About the Presentation
From the Trenches: Automated Testing of Large Language Models
The adoption of generative AI and large language models is a must-have in many enterprises to stay ahead of the competition. Even the small startup I work for is no exception. In this presentation, I would like to share my journey about the testing strategy and implementation that helped us to create sustainable and scalable automated tests that suit our needs. While our implementation of using and testing LLMs is specific to our context, the purpose of using LLMs is not: to significantly lower the barrier for end-users to understand and take action on the data that our application surfaces.
The presentation will break down the journey into these sections:
* Exploration and Effective Collaboration with all stakeholders: our product managers, engineering decision-makers, and engineers were all learning the ways of large language models together. Effectively sharing findings and learnings was critical to speed up this learning process in our geographically distributed team. Attendees will see the process broken down with screenshots of the tooling.
* Implementation challenges: our team quickly learned that the preferred backend language was unsuitable for the rapid, iterative work that involved almost the entire team. Switching to Python for LLM-related tasks helped us not just to collaborate but to take advantage of the large expanse of libraries supporting data science, generative AI work, and automated testing.

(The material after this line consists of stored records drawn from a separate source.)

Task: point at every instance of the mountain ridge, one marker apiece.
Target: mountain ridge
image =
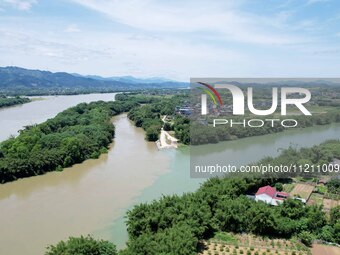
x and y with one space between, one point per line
20 81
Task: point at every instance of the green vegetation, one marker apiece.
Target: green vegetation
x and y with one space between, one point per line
176 224
82 246
74 135
148 116
201 133
10 101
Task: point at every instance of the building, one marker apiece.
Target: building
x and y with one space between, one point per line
270 196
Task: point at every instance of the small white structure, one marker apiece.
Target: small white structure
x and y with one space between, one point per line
270 196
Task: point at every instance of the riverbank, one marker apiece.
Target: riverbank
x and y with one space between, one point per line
83 199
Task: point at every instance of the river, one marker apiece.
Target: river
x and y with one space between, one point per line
92 197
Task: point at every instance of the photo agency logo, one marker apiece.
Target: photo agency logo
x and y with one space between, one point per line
295 96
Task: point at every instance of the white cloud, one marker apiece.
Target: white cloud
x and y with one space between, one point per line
23 5
220 18
310 2
72 28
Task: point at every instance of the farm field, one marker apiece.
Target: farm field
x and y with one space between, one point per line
226 243
319 249
328 204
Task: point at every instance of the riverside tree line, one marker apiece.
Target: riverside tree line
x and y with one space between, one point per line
177 224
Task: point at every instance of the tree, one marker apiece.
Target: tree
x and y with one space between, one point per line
152 134
306 238
82 246
279 186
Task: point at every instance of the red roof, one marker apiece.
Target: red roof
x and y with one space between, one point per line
282 194
268 190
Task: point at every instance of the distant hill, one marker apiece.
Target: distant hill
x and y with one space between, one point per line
128 79
16 80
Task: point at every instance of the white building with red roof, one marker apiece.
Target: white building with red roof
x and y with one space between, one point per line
270 196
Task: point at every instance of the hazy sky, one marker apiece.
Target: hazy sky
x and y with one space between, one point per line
176 39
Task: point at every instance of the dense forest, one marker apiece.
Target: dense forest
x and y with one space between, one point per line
10 101
196 132
201 133
177 224
74 135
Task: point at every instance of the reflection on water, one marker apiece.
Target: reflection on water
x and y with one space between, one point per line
82 199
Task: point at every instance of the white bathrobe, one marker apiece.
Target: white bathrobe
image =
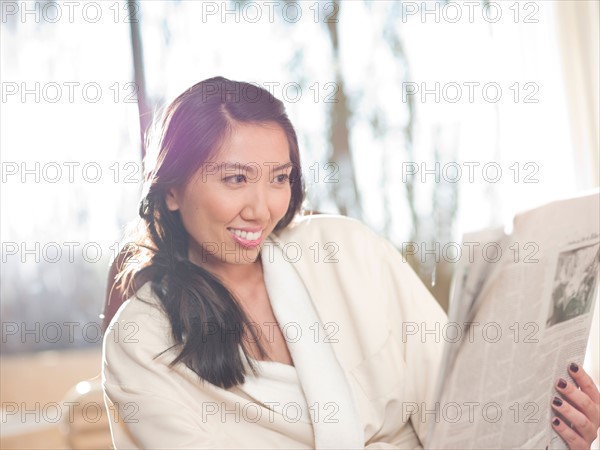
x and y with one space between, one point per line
344 298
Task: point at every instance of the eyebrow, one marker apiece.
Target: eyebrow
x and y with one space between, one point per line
252 167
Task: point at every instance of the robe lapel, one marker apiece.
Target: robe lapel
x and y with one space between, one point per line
332 406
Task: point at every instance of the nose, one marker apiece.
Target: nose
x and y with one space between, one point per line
256 207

* Defining the appropriate scope and level of automated testing: we quickly learned that the output from LLM can vary from one run to another when using a 3rd-party service. Traditional assertions are not appropriate in this context. Instead, the test implementation honed in on the critical properties of LLM output – using specific terms, for example, and other characteristics such as the length of the responses. In the presentation, I will also show that confirming the absence of particular properties was also critical in our context.
* Benefits of automated testing: with the right breadth and depth of automated testing in place, we found that regression testing when experimenting with new LLM parameters – such as temperature – or trying new models, or providers built confidence that regressions will be less likely. Attendees will see code excerpts from the implementation.
* Leveraging data from production: a critical quality attribute for understanding how the application behaves in a production context is observability. Understanding how prompts, and prompting changes, combined with customer data affected the output of LLMs provided was key for us to validate our assumptions and alter the scope, and coverage of automated tests. Screenshots using metrics, traces, and structured logs will show this process in detail.